In confirmation of other testimonies of civilians fleeing Mariupol, collected by AFP, the elect spoke of the corpses strewn in the streets and the trials of civilians buried in shelters, starving and forced to melt the snow to hydrate. “People shouted hysterically at me and asked ‘Why don’t we bury them?’ and I would say, ‘If I take care of the dead, the living will die whom I can help’ ”.
“It’s more than a humanitarian catastrophe, it’s much more frightening, people can not meet the most basic needs. There is no water, no electricity, no pipes (…) Getting the excrement out of the shelters is complicated, like fetching water from the wells, it is too risky under the bombs ”.
“Nothing was planned”
When it was still possible, she handed out leaflets to civilians to inform them of what was happening in the countryside and in the city. The lack of communication, which then set in, “summons the residents”, who can tell the residents that the capital Kiev has been taken and that they have been “abandoned”.

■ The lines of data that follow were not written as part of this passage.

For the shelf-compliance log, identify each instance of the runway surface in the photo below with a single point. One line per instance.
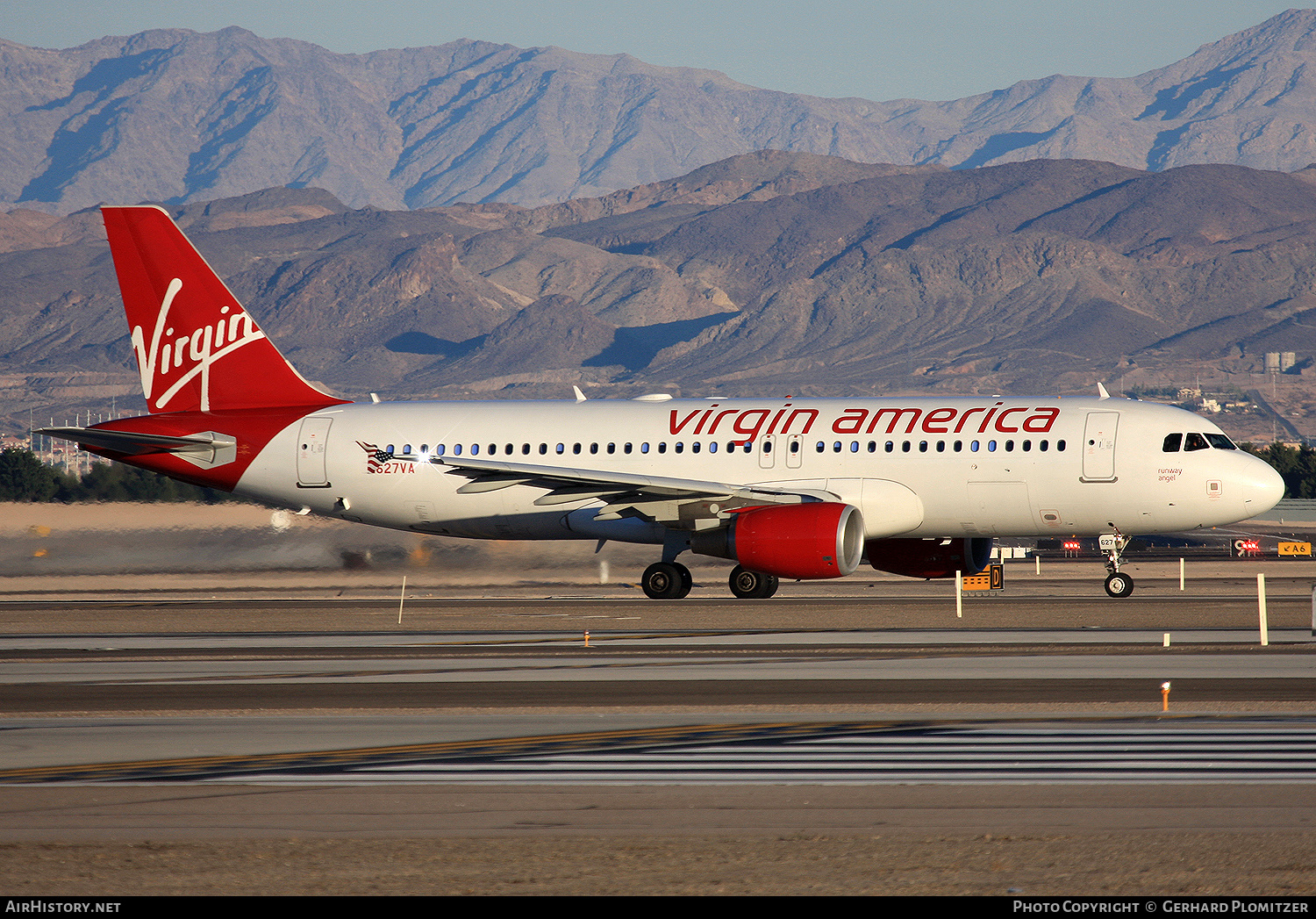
(1040, 713)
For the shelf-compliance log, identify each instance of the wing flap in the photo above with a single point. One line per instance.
(655, 497)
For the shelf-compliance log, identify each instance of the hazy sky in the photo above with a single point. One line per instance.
(934, 49)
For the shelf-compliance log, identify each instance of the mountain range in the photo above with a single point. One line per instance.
(178, 116)
(762, 274)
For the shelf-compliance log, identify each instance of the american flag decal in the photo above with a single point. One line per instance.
(374, 456)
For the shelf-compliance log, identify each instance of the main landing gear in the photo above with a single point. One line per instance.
(671, 581)
(666, 581)
(1112, 544)
(752, 585)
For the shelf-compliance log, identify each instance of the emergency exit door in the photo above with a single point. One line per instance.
(1099, 447)
(312, 440)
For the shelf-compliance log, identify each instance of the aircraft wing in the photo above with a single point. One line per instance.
(134, 444)
(653, 497)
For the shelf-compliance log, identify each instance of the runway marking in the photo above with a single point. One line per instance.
(1173, 750)
(215, 766)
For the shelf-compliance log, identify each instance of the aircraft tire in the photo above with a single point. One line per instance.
(663, 581)
(1119, 586)
(687, 579)
(752, 585)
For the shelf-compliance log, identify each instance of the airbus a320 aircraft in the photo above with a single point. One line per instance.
(784, 487)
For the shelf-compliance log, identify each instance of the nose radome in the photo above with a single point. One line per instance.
(1262, 486)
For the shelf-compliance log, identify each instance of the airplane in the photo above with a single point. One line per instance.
(795, 489)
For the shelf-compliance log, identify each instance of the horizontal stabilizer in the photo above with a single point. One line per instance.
(134, 444)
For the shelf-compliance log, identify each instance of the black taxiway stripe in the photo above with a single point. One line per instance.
(502, 748)
(49, 698)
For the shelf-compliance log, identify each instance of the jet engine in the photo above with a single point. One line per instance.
(929, 558)
(815, 540)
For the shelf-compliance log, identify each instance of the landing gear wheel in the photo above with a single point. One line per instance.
(1119, 585)
(752, 585)
(666, 581)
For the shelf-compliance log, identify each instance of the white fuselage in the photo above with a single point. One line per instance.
(915, 468)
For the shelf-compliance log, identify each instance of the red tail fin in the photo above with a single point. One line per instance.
(197, 347)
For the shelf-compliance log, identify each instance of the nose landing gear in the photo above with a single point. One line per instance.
(1112, 544)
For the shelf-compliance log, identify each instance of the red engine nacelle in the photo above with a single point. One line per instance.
(929, 558)
(818, 540)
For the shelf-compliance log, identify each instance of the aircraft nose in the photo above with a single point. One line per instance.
(1262, 487)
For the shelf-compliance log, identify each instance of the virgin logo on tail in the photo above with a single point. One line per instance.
(191, 353)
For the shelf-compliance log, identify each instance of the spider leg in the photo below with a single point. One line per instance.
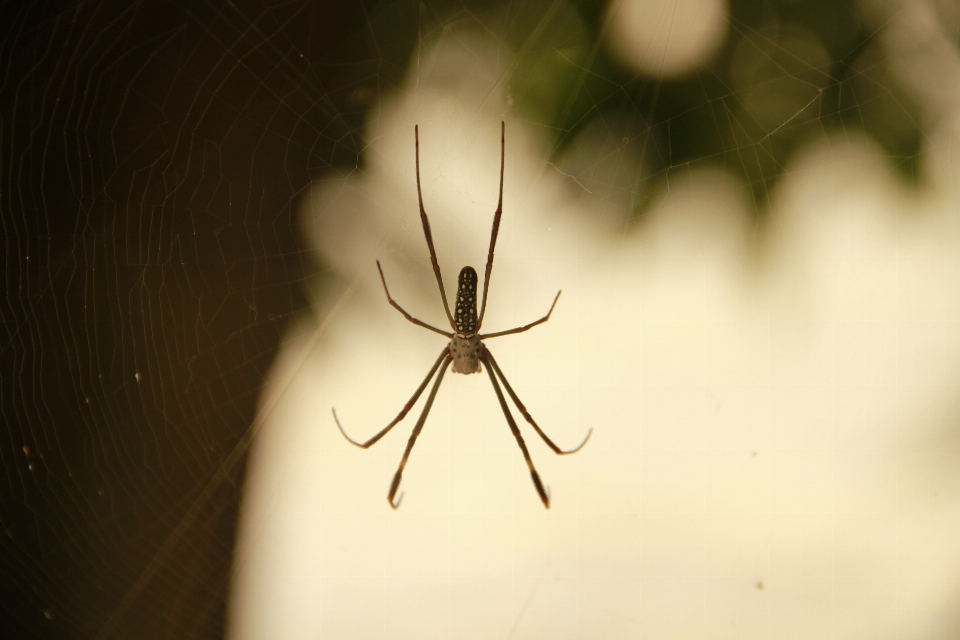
(416, 432)
(544, 495)
(484, 336)
(494, 231)
(492, 364)
(405, 314)
(403, 412)
(426, 231)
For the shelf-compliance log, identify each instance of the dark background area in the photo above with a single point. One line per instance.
(151, 158)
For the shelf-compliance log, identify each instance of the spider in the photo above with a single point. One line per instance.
(466, 350)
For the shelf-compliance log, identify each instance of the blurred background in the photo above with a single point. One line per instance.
(193, 195)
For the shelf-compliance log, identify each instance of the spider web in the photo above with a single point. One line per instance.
(153, 158)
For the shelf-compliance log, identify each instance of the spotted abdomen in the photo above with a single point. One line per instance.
(466, 312)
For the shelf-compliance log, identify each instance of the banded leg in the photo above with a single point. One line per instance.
(416, 432)
(497, 334)
(544, 496)
(403, 412)
(406, 315)
(492, 364)
(426, 231)
(494, 231)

Kateryna Sukhomlynova also accuses the town hall of having “done nothing” to prepare Mariupol for war, while this strategic port on the Azov Sea has been on the front lines since 2014, the date of the start of the conflict between Kiev and Kiev. pro-Russian separatists in eastern Ukraine. “I insisted to the municipal council that we list the shelters and that we prepare the sanitary kits. No one listened to me, I was accused of causing panic. Nothing is planned for civil protection, “she says. She also assures that the mayor and his deputies left the city in early March, information passed on by other volunteers but not confirmed by an independent source.
Contacted by AFP, the spokesman for Mariupol’s mayor was unreachable.